At first, I created fake news stories stories that were meant to be head-turning: Hillary sold passport-making machines directly to ISIS. Obama won’t say the words “Radical Islam” because it would break an Islamic Spell he thinks he is protected by. I did an exposé on the reason the Clintons were immune to prosecution. It was, I wrote on my website, because they were sovereign citizens and therefore immune to the justice system.

It was silly and no one paid much attention to it.

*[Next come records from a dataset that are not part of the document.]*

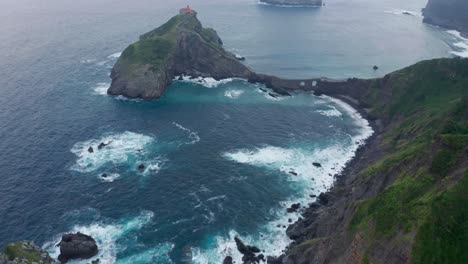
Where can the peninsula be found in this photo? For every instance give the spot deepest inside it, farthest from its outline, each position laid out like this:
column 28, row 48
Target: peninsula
column 179, row 47
column 293, row 2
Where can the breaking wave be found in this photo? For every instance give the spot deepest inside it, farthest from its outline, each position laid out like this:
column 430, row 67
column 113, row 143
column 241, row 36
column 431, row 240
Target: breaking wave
column 308, row 169
column 120, row 149
column 193, row 136
column 461, row 44
column 110, row 238
column 101, row 88
column 207, row 82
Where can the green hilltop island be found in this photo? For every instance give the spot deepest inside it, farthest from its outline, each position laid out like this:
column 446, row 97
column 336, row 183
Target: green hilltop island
column 179, row 47
column 403, row 199
column 293, row 2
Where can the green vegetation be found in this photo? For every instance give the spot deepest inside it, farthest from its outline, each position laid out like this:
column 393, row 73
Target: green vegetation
column 17, row 250
column 443, row 237
column 426, row 149
column 156, row 46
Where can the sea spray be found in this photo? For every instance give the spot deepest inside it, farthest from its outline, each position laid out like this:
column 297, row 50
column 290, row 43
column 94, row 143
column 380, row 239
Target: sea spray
column 300, row 165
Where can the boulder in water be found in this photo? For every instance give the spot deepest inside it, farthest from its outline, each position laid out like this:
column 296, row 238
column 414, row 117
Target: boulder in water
column 228, row 260
column 77, row 246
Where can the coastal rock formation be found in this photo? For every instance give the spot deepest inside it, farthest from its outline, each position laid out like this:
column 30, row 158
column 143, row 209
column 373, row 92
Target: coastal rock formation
column 294, row 2
column 181, row 46
column 450, row 14
column 77, row 246
column 25, row 252
column 403, row 199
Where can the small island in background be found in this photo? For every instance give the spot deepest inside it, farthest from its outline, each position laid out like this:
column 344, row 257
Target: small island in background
column 449, row 14
column 294, row 2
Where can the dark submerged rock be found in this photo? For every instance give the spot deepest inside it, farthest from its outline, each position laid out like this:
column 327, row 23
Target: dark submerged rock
column 77, row 246
column 294, row 208
column 323, row 198
column 228, row 260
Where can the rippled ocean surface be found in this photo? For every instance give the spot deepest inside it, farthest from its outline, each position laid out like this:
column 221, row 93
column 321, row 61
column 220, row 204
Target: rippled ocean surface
column 219, row 157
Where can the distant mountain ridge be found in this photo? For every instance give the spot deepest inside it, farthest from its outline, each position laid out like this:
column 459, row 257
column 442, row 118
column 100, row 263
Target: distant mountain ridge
column 294, row 2
column 450, row 14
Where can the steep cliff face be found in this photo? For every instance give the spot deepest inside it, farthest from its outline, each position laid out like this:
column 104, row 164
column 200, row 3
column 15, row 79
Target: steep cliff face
column 181, row 46
column 25, row 252
column 294, row 2
column 451, row 14
column 403, row 200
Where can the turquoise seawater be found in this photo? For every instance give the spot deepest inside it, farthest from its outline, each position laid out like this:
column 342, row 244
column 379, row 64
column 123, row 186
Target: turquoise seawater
column 218, row 156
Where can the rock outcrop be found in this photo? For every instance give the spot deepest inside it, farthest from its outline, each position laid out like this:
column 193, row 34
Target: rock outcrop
column 393, row 202
column 77, row 246
column 25, row 252
column 294, row 2
column 450, row 14
column 181, row 46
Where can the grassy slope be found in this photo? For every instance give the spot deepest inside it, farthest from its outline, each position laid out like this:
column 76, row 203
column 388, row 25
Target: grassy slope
column 16, row 250
column 428, row 105
column 155, row 47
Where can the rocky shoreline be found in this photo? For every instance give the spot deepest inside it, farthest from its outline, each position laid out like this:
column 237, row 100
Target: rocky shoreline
column 293, row 2
column 447, row 14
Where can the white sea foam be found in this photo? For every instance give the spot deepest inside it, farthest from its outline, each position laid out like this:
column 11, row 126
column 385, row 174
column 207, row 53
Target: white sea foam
column 159, row 254
column 207, row 82
column 121, row 148
column 272, row 237
column 462, row 44
column 233, row 94
column 88, row 61
column 115, row 55
column 291, row 6
column 193, row 136
column 109, row 177
column 332, row 112
column 106, row 236
column 101, row 88
column 404, row 12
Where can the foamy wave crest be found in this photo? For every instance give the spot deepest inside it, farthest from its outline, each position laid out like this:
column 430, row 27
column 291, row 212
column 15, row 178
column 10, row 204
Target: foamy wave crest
column 101, row 88
column 120, row 148
column 462, row 44
column 293, row 6
column 109, row 177
column 333, row 112
column 160, row 254
column 207, row 82
column 298, row 164
column 115, row 55
column 233, row 93
column 88, row 61
column 107, row 237
column 193, row 136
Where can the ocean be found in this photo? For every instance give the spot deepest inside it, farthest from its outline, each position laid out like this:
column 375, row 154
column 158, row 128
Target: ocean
column 220, row 157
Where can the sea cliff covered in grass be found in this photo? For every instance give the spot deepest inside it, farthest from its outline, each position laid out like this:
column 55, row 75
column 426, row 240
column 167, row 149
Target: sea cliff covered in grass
column 404, row 199
column 451, row 14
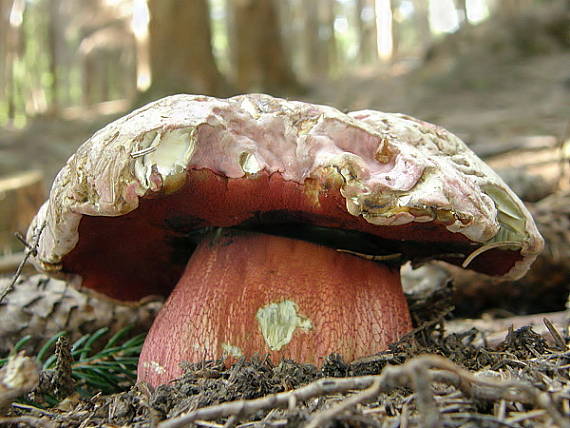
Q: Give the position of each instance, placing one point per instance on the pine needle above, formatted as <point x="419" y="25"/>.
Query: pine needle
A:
<point x="109" y="369"/>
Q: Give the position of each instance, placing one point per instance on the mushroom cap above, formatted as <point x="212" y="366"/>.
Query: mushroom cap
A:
<point x="384" y="174"/>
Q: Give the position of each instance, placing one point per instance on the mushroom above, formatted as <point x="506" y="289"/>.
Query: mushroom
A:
<point x="275" y="227"/>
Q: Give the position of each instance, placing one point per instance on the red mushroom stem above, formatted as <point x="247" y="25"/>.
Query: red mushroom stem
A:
<point x="243" y="292"/>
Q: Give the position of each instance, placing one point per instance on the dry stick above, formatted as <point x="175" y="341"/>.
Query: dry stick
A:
<point x="321" y="418"/>
<point x="31" y="250"/>
<point x="245" y="407"/>
<point x="558" y="341"/>
<point x="392" y="376"/>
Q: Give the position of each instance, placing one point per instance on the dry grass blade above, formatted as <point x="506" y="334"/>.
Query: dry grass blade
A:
<point x="418" y="372"/>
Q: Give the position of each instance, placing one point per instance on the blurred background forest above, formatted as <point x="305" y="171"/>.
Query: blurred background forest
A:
<point x="491" y="71"/>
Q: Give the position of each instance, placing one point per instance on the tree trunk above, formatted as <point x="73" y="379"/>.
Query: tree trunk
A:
<point x="54" y="26"/>
<point x="422" y="25"/>
<point x="260" y="61"/>
<point x="181" y="55"/>
<point x="366" y="27"/>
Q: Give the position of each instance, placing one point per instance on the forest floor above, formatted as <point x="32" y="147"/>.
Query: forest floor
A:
<point x="521" y="381"/>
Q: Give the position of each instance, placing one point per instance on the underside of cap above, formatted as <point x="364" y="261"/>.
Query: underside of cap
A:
<point x="187" y="162"/>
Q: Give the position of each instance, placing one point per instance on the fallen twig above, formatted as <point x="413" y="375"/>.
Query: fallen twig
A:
<point x="418" y="372"/>
<point x="19" y="376"/>
<point x="31" y="250"/>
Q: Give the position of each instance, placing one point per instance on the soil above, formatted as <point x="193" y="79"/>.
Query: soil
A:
<point x="521" y="382"/>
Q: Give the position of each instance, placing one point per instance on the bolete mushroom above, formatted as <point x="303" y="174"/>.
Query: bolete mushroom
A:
<point x="275" y="226"/>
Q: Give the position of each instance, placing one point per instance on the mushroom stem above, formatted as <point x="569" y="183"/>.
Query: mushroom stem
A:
<point x="245" y="293"/>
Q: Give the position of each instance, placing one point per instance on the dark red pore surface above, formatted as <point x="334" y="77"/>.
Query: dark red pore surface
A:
<point x="145" y="252"/>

At least that’s what I thought.

I didn’t know about Before It’s News or the ecosystem of YouTube conspiracy theorists when I wrote an “anonymous interview” with someone “inside” 538’s headquarters. This interview had a source saying what “everyone knew”—that people paid for polls as a psychological tool and that Nate Silver was in trouble because the “real polls” showed Trump winning in a landslide. This was on Aug. 2 and, at the time, Trump was tanking in the polls prior to the conventions.

By that time I had a stats program up showing my traffic and I saw a huge spike—where was it coming from? Two YouTube videos, watched hundreds of thousands of times. And a vast number of conspiracy sites that copied the various explanations, all of which linked back to my page. Seeing my dialogue and screenshots come out of the mouths of people solemnly reading them was a thrill—but it was also scary.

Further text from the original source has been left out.